Il presidente dell’Avezzano, Andrea Pecorelli, si è espresso duramente al termine di Avezzano-Termoli (gara terminata sullo 0-0) per quanto concerne il mancato prolungamento della concessione dello stadio “dei Marsi” al suo club entro il termine da lui richiesto all’Amministrazione Comunale (fine febbraio).

Come noto, già venerdì, in esclusiva ai nostri microfoni, il numero uno dei biancoverdi aveva reso noto il suo malcontento per questa situazione. Ora, secondo quanto appreso in sala stampa, l’Amministrazione Comunale avrebbe richiesto alla società di presentare un progetto, reputato indispensabile per la concessione del predetto affidamento. Questa la reazione di Pecorelli, stimolato sul tema: “Di tutte queste cose a me interessa poco. A me è stato raccontato un altro film, mi è stato detto che al rugby è stata data una concessione di 20 anni perché hanno investito 370mila euro. Io oggi sono a 315: vogliamo discutere se sono 17 o 18? Io non ho chiesto niente al Comune, solo l’allungamento della concessione perché dobbiamo iniziare a programmare la prossima stagione e, perché no, vedere se ci sono le condizioni per poter fare la domanda di ripescaggio; su questo non c’è il parere di uno o dell’altro, ma regole ben chiare“.

Si parla di tornelli, sala doping e sala medica, secondo quanto spiegato da Pecorelli, che aveva fissato la sua deadline per la concessione del “dei Marsi” entro fine febbraio. Varie le ragioni ulteriori elencate dal presidente: “E’ nella mia testa anche cambiare il manto: non si può avere a che fare con l’erba naturale, i costi di gestione sono monumentali. Poi, non hai mai la possibilità di fare la stessa prestazione: un giorno è ghiacciato, un giorno piove, un giorno è duro, un giorno c’è il fango”. Di lì, la stoccata a Pierluigi Di Stefano, assessore allo sport del Comune di Avezzano: “Sono tutte cose che mi sembra anche surreale dover sottolineare: chi si interessa del calcio, come per esempio l’assessore allo sport, dovrebbe già saperle“. Per il diritto al contraddittorio deontologicamente dovuto, la nostra redazione sottolinea di aver contattato l’assessore Di Stefano nella giornata di venerdì, con lo stesso che non ha rilasciato dichiarazioni di replica a quanto già precedentemente affermato da Pecorelli sulla spinosa questione.

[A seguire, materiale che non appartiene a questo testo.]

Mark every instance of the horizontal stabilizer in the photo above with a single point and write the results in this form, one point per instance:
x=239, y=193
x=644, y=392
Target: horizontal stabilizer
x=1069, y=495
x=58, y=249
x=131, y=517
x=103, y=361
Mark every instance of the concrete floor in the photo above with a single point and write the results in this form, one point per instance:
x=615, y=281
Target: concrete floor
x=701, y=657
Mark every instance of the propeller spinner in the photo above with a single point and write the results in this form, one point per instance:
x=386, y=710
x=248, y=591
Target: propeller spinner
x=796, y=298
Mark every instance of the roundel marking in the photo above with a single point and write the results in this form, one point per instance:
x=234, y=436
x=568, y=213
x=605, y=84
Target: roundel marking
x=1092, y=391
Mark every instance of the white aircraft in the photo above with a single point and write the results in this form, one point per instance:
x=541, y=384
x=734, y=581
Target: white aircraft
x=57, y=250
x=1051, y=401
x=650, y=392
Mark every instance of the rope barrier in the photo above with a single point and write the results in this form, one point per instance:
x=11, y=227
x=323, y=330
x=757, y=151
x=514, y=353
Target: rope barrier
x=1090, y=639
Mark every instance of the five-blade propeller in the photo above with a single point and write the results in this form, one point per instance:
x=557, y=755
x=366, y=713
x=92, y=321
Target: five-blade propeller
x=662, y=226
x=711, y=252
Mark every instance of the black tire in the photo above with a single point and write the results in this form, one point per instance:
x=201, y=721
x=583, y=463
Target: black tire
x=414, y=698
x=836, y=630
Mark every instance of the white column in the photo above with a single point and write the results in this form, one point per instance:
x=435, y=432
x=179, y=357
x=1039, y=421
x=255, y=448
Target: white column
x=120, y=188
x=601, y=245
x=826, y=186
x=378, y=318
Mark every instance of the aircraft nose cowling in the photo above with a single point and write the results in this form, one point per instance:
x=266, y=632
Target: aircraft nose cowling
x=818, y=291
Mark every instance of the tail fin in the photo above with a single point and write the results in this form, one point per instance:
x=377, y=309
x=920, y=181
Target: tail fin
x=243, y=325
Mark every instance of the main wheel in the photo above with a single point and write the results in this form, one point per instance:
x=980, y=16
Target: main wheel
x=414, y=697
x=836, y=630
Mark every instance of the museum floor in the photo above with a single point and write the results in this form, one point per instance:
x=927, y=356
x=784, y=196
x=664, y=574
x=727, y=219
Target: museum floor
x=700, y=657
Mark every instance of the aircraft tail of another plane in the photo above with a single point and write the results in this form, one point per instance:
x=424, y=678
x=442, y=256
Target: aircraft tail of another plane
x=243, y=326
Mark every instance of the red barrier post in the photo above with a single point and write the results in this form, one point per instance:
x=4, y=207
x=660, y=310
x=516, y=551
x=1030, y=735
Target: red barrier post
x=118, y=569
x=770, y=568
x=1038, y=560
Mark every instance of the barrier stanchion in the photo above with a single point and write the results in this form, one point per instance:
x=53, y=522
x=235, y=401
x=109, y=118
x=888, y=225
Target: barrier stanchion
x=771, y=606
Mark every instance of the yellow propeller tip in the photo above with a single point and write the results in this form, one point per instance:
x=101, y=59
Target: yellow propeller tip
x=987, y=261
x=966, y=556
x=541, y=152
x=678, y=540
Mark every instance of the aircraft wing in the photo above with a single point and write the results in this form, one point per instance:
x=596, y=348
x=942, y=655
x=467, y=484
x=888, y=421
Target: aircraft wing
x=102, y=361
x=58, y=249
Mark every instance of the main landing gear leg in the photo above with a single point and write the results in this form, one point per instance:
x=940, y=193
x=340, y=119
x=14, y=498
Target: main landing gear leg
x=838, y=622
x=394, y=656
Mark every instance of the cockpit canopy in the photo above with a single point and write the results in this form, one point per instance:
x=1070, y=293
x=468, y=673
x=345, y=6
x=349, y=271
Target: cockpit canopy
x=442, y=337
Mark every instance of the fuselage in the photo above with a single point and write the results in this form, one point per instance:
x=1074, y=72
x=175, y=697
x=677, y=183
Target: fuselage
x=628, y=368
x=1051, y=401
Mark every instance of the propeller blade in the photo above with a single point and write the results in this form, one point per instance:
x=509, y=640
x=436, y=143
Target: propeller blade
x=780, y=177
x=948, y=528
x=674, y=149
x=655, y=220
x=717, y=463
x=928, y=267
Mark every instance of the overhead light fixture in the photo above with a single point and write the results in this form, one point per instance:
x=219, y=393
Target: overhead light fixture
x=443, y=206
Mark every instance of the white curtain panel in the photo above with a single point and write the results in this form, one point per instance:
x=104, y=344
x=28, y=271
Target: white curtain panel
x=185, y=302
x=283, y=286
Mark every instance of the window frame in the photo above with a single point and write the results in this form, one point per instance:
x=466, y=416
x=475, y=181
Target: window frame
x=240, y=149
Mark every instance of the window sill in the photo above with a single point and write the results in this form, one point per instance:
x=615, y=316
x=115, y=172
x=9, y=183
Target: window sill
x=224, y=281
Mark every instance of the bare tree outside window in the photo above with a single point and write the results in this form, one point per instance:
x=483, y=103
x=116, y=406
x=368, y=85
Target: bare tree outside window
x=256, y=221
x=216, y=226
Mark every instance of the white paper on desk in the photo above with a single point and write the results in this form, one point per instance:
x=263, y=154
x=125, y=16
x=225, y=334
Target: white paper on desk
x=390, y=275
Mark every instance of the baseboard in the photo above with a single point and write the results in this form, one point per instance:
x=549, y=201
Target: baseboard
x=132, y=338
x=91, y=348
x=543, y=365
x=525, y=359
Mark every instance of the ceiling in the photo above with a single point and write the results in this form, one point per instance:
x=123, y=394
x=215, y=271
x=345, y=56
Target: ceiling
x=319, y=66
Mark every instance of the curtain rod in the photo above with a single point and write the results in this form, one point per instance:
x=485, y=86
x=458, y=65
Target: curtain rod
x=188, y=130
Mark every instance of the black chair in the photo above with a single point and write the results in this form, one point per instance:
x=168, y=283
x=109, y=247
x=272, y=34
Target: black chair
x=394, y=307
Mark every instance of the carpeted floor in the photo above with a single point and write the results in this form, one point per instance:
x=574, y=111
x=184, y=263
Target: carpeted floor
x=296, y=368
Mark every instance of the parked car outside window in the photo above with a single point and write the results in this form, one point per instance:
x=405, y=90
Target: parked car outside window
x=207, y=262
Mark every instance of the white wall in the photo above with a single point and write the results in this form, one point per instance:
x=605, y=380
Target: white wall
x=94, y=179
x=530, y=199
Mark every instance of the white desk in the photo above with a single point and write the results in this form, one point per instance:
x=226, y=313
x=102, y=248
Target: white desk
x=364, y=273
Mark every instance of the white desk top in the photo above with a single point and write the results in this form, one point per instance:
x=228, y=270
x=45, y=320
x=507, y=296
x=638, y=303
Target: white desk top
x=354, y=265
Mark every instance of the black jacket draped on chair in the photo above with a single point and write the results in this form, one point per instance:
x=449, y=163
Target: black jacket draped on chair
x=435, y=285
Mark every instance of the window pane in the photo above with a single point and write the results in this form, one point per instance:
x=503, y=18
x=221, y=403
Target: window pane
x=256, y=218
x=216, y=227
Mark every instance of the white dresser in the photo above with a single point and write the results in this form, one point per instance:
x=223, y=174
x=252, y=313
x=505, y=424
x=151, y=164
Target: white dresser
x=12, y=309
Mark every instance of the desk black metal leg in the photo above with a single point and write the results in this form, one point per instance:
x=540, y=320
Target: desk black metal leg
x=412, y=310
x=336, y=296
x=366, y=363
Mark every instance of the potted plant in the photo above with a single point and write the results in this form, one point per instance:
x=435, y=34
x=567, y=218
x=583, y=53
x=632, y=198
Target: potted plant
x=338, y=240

Pecorelli, dalla sua, ha proseguito così: “Penso di non dover presentare nessun tipo di progetto perché penso di meritare la concessione già per quello che ho fatto. Per poter avere la concessione devo raccontare cosa ho intenzione di fare e quanti soldi devo spendere? Mi sento un po’ preso in giro“. Di lì, la dura presa di posizione: “Sono ospite in casa vostra: se non vi vado più bene, Pecorelli prende e se ne torna a casa sua. E mi porto via tutto il baraccone (…). Basta essere chiari. Non vi andiamo bene? Ce ne andiamo tutti a casa, e lasciamo giocare i giovani fino a fine stagione, il problema lo risolviamo. Adesso mi sono rotto i c…..i!”.

Nel finale, Pecorelli è stato ancor più netto: “Quello che sono in grado di fare l’ho già dimostrato. Adesso facciamo il contrario: fate vedere voi cosa siete in grado di fare per me. Sennò probabilmente non ci sposiamo: e allora, signori, è stato bello conoscervi. Voi ce la farete a campare senza di me, ed io, un po’ più a malincuore per parecchi di voi, camperò anche senza di voi. Semplice”.